More than 90% of in-hospital cardiac arrests involving children occur in an intensive care unit (ICU) with less than half surviving to discharge. We sought to assess the association of the display of risk scores of cardiovascular and respiratory instability with the incidence of cardiac arrest in a pediatric ICU.
Employing supervised machine learning, we previously developed predictive models of cardiovascular and respiratory instability, incorporating real-time physiologic and laboratory data, to display risk scores for potentially catastrophic clinical events in the subsequent 12 h. Clinical implementation with risk scores displayed on large screen monitors in multiple areas throughout the ICU was finalized in July 2022. We compared the incidence of cardiac arrest events in the 18-months pre- and post-implementation.

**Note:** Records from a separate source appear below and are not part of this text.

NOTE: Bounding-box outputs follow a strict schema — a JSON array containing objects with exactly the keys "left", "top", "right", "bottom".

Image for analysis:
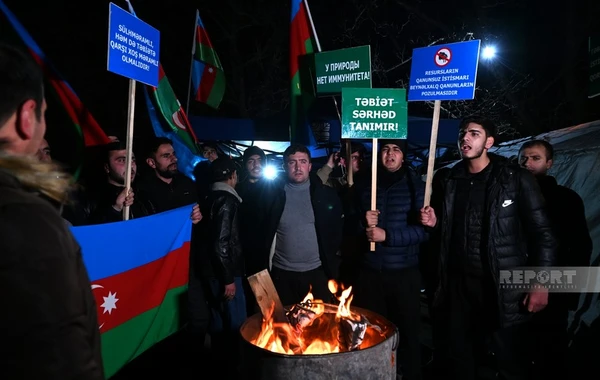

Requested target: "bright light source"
[
  {"left": 482, "top": 45, "right": 497, "bottom": 60},
  {"left": 263, "top": 165, "right": 278, "bottom": 180}
]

The cardiac arrest incidence rate dropped from 3.0 events (95% CI 2.0-4.4) to 2.4 events (95% CI 1.6-3.5) per 1000 patient days following implementation. We observed a 50% increase in the rate of cardiac arrest events where return of spontaneous circulation (ROSC) was achieved ( = 0.025). The incidence rate of cardiac arrest without ROSC dropped from 1.4 events (95% CI 0.7-2.4) to 0.4 events (95% CI 0.1-0.9) per 1000 patient days (incidence rate difference = 1.0 (95% CI 0.13-1.87), = 0.01).
We observed a non-significant decrease in the rates of cardiac arrest events and an increase in the rate of cardiac arrests events where ROSC was achieved following the implementation of a predictive analytics display of risk scores.

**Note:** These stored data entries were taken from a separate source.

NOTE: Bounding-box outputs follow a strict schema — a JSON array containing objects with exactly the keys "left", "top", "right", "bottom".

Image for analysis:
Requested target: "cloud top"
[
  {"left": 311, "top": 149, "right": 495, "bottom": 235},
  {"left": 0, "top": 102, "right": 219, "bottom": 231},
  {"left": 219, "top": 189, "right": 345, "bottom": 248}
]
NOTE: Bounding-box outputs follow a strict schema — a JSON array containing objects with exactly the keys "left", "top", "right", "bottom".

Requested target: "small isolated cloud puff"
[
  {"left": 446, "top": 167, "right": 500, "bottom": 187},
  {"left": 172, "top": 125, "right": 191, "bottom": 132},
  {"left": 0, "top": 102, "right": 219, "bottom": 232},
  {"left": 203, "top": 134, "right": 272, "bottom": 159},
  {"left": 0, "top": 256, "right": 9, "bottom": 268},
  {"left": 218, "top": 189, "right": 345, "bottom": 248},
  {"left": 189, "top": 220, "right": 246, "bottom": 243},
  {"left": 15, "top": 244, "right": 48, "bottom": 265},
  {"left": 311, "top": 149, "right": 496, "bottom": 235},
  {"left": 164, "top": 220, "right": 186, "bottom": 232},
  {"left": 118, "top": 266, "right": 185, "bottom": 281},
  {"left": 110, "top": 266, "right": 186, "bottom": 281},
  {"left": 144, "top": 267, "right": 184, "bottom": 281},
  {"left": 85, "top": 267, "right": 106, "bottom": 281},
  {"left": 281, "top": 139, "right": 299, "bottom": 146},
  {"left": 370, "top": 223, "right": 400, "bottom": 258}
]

超过90%的儿童院内心脏骤停发生在重症监护病房(ICU),出院存活率不到一半。我们试图评估心血管和呼吸不稳定风险评分的显示与儿科ICU心脏骤停发生率之间的关联。
我们采用监督式机器学习,以前开发了心血管和呼吸不稳定的预测模型,纳入实时生理和实验室数据,以显示未来12小时内潜在灾难性临床事件的风险评分。2022年7月在ICU多个区域的大屏幕显示器上显示风险评分的临床应用最终完成。我们比较了实施前后18个月内心脏骤停事件的发生率。
实施后,心脏骤停发生率从每1000患者日3.0起(95%可信区间2.0 - 4.4)降至2.4起(95%可信区间1.6 - 3.5)。我们观察到实现自主循环恢复(ROSC)的心脏骤停事件发生率增加了50%(P = 0.025)。未实现ROSC的心脏骤停发生率从每1000患者日1.4起(95%可信区间0.7 - 2.4)降至0.4起(95%可信区间0.1 - 0.9)(发生率差异 = 1.0(95%可信区间0.13 - 1.87),P = 0.01)。
在实施风险评分的预测分析显示后,我们观察到心脏骤停事件发生率有不显著下降,且实现ROSC的心脏骤停事件发生率有所增加。